Via libera anche dal Senato alla norma che permetterà di togliere le addizionali comunali sul costo dei biglietti dei voli da e per gli aeroporti minori della Sicilia. L’emendamento è contenuto nel Dl economia.

“L’emendamento del Senato che permetterà di non applicare l’addizionale comunale sui diritti d’imbarco per gli aeroporti siciliani più piccoli è il coronamento di un grande lavoro che la Regione ha portato avanti in questi mesi per incentivare i voli verso questi scali e di conseguenza incrementare i flussi turistici” dice l’assessore alle Infrastrutture e alla mobilità, Alessandro Aricò.

Un progetto del governo Schifani

“Il governo regionale – prosegue Aricò – ha portato avanti questo progetto fortemente voluto dal presidente Renato Schifani. La misura, infatti, è totalmente finanziata con fondi regionali e ha già suscitato grande interesse tra i vettori. Consentirà l’aumento dei voli e del numero dei passeggeri nei territori connessi ai quattro aeroporti interessati, ovvero quelli con un traffico di meno di 5 milioni di passeggeri all’anno: Trapani, Comiso, Lampedusa e Pantelleria. Il provvedimento permetterà di valorizzare queste aree e rafforzarne il turismo, incentivando anche la destagionalizzazione”.

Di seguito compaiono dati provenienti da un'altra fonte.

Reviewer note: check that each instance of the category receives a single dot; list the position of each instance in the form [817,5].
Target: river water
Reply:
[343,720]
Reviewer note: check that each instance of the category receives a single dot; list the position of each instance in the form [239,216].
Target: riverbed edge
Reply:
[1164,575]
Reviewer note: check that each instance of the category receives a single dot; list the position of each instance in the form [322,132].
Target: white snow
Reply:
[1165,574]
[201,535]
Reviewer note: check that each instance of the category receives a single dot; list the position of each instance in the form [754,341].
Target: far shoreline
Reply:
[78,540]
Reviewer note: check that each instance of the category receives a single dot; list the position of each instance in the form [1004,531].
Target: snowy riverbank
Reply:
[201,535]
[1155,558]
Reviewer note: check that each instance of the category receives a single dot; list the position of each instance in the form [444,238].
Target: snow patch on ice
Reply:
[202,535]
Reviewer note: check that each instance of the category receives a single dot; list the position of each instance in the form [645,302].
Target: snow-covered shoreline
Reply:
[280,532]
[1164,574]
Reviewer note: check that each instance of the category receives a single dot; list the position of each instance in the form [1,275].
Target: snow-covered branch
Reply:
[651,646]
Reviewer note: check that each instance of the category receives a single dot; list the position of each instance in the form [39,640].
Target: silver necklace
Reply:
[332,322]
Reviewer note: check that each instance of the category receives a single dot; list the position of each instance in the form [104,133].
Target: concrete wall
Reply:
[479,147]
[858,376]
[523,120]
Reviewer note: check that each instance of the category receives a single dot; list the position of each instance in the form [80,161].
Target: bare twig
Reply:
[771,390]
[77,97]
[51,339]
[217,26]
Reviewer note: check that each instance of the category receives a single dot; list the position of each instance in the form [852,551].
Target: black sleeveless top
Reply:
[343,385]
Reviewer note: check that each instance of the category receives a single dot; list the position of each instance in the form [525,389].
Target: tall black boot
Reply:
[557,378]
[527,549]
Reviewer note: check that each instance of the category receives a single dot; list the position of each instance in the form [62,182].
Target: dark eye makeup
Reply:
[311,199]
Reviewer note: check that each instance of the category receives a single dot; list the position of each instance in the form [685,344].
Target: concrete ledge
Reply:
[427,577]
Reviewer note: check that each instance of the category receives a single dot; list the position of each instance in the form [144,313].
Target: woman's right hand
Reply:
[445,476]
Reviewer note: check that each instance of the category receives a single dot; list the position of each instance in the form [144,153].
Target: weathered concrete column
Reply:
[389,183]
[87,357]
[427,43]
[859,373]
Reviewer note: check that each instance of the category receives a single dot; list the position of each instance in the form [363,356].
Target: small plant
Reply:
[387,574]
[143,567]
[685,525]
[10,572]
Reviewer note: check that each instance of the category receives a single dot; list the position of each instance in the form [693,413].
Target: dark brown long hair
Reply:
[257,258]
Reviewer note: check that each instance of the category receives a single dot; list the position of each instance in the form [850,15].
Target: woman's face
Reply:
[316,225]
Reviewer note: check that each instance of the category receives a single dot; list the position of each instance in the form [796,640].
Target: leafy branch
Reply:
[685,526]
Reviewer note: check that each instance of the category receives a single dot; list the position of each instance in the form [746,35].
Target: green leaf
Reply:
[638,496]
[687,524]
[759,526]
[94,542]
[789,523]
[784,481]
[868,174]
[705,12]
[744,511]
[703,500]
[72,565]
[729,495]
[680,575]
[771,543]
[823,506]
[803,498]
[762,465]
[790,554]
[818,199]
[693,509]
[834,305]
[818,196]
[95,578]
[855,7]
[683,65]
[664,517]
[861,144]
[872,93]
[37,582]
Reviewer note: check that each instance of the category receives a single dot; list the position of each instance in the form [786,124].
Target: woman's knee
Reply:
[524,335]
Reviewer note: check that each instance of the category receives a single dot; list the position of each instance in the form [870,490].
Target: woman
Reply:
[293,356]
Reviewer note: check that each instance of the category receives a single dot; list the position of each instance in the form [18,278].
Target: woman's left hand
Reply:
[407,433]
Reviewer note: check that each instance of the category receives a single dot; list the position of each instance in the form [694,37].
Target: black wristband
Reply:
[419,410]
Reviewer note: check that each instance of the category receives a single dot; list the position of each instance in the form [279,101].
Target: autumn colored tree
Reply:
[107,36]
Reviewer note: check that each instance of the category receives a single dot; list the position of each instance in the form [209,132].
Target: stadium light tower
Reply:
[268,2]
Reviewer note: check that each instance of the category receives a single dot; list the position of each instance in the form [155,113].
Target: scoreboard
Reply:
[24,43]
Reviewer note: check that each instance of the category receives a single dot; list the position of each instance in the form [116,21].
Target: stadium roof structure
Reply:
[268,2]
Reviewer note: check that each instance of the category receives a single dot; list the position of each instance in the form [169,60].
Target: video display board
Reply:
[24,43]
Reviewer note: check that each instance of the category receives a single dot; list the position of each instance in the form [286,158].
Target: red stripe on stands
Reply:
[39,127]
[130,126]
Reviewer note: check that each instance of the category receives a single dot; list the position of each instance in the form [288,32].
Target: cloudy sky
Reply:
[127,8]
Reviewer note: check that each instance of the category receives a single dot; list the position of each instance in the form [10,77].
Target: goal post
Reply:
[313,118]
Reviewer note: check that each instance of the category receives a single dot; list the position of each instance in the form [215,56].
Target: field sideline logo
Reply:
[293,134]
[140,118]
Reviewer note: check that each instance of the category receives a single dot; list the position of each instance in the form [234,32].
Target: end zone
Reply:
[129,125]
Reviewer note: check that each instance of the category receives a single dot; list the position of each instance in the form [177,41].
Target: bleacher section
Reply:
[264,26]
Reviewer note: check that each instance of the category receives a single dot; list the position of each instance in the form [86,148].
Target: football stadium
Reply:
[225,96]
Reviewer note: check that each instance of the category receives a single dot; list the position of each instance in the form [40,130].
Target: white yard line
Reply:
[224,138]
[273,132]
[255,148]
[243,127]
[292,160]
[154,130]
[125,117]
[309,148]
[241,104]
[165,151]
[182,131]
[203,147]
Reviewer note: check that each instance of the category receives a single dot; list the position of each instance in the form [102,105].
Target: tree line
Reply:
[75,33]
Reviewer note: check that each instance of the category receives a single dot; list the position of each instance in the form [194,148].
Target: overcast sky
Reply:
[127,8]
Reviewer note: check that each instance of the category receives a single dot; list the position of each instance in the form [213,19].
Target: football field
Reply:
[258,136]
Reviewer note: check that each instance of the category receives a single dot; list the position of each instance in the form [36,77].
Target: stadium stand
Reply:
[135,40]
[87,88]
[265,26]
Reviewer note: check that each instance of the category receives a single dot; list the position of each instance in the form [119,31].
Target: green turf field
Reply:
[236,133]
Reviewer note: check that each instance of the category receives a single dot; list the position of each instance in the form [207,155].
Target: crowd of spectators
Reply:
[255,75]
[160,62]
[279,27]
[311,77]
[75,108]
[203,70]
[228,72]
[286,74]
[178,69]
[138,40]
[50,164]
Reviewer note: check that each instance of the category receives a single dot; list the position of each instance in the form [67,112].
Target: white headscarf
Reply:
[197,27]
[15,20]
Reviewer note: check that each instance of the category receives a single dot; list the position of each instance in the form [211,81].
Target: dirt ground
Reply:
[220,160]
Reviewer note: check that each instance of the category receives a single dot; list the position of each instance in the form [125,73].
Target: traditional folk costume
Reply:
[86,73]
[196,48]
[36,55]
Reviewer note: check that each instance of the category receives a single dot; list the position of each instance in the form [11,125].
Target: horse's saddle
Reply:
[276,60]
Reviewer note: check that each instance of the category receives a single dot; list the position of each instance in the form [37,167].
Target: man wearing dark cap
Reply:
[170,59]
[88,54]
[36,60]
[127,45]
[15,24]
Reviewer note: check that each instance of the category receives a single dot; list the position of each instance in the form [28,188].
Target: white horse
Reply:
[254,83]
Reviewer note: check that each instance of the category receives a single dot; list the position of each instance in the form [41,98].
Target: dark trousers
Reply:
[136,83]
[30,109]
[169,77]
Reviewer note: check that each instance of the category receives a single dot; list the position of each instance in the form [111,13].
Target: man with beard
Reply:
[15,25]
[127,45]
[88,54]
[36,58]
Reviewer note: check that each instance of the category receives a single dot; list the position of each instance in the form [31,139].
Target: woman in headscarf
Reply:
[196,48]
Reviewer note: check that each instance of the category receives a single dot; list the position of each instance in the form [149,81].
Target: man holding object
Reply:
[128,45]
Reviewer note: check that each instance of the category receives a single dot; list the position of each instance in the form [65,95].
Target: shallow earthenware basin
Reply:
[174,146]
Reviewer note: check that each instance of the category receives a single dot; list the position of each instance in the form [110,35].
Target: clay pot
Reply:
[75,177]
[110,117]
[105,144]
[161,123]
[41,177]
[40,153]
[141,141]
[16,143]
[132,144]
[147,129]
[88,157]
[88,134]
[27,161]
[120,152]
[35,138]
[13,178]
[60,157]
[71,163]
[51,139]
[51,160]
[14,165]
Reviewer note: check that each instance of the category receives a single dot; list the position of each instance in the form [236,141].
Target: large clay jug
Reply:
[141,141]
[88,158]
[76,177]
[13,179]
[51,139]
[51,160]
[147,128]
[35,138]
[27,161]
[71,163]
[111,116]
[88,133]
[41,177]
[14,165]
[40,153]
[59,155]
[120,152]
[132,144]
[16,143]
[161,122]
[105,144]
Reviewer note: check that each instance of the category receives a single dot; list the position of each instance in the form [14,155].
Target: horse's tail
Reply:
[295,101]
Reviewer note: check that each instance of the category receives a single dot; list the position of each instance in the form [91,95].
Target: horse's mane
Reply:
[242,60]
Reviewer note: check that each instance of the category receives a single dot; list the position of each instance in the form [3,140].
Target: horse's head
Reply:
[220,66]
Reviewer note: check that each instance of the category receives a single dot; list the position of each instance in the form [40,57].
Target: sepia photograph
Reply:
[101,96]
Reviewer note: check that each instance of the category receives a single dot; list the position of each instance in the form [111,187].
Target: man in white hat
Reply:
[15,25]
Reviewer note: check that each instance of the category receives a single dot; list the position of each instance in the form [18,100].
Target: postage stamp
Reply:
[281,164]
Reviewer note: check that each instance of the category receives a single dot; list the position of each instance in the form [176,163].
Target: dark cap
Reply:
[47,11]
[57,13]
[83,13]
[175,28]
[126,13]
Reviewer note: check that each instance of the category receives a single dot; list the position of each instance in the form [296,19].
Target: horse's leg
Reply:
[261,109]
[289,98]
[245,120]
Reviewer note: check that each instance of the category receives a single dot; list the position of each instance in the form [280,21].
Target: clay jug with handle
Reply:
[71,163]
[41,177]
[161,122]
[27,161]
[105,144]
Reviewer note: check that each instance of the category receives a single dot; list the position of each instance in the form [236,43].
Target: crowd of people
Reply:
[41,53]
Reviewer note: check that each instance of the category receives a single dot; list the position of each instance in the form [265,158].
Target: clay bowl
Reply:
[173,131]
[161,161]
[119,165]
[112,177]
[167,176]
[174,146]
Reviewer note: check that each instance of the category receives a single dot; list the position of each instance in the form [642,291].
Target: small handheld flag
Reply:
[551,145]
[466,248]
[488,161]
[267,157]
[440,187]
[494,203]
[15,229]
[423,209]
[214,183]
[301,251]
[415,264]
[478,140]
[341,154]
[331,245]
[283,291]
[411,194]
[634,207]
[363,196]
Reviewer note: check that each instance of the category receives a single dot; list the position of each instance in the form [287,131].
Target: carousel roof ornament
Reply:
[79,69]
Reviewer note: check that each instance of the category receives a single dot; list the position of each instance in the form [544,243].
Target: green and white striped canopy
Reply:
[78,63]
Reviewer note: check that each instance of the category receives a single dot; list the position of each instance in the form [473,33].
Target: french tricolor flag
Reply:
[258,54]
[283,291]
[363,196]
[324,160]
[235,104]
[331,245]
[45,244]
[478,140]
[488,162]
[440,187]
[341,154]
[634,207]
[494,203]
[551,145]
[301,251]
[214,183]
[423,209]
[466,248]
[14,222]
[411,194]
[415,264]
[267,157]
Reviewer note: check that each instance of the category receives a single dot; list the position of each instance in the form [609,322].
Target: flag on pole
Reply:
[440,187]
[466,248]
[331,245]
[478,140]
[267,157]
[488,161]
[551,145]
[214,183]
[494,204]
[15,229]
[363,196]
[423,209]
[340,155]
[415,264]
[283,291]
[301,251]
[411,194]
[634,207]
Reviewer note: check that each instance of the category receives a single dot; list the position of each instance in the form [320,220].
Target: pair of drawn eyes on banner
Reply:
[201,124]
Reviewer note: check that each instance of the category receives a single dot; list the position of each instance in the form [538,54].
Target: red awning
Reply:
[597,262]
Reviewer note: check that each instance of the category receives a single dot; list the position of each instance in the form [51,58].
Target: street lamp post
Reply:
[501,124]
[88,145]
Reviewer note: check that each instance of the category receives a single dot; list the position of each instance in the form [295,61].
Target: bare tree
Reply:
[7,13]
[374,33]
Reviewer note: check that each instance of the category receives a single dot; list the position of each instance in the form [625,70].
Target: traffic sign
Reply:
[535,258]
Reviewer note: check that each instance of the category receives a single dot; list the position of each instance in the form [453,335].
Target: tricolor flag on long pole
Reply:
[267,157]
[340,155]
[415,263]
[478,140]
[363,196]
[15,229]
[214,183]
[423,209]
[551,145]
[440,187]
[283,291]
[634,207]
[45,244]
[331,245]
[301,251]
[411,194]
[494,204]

La soddisfazione di Schifani

“Esprimo grande soddisfazione per l’approvazione da parte del Senato della norma che prevede l’esenzione dell’addizionale comunale sui diritti d’imbarco negli aeroporti siciliani con un traffico annuo inferiore ai 5 milioni di passeggeri. Si tratta di un provvedimento fortemente voluto dal mio governo, che sarà interamente finanziato con fondi regionali, con l’intento di favorire i collegamenti aerei su Trapani, Comiso, Lampedusa e Pantelleria e di promuovere la crescita del turismo in queste zone. Un sentito ringraziamento al governo nazionale e al gruppo di Forza Italia in Senato, che ha presentato l’emendamento, per il supporto a questa iniziativa di rilievo per la Sicilia” commenta il presidente della Regione Siciliana, Renato Schifani.

“Una vittoria importante per Trapani. L’abolizione di questa tassa renderà il nostro aeroporto sempre più in un polo attrattivo per tutta la Sicilia occidentale” dice il capogruppo azzurro all’Ars.

Dal 2026, gli scali sotto i 5 milioni di passeggeri come Trapani, Comiso, Pantelleria, Lampedusa non applicheranno più l’addizionale IRPEF comunale sui biglietti aerei. Questo taglio dei costi che ricadono sui biglietti sarà compensato dalla Regione Siciliana, che verserà annualmente allo Stato 6,6milioni.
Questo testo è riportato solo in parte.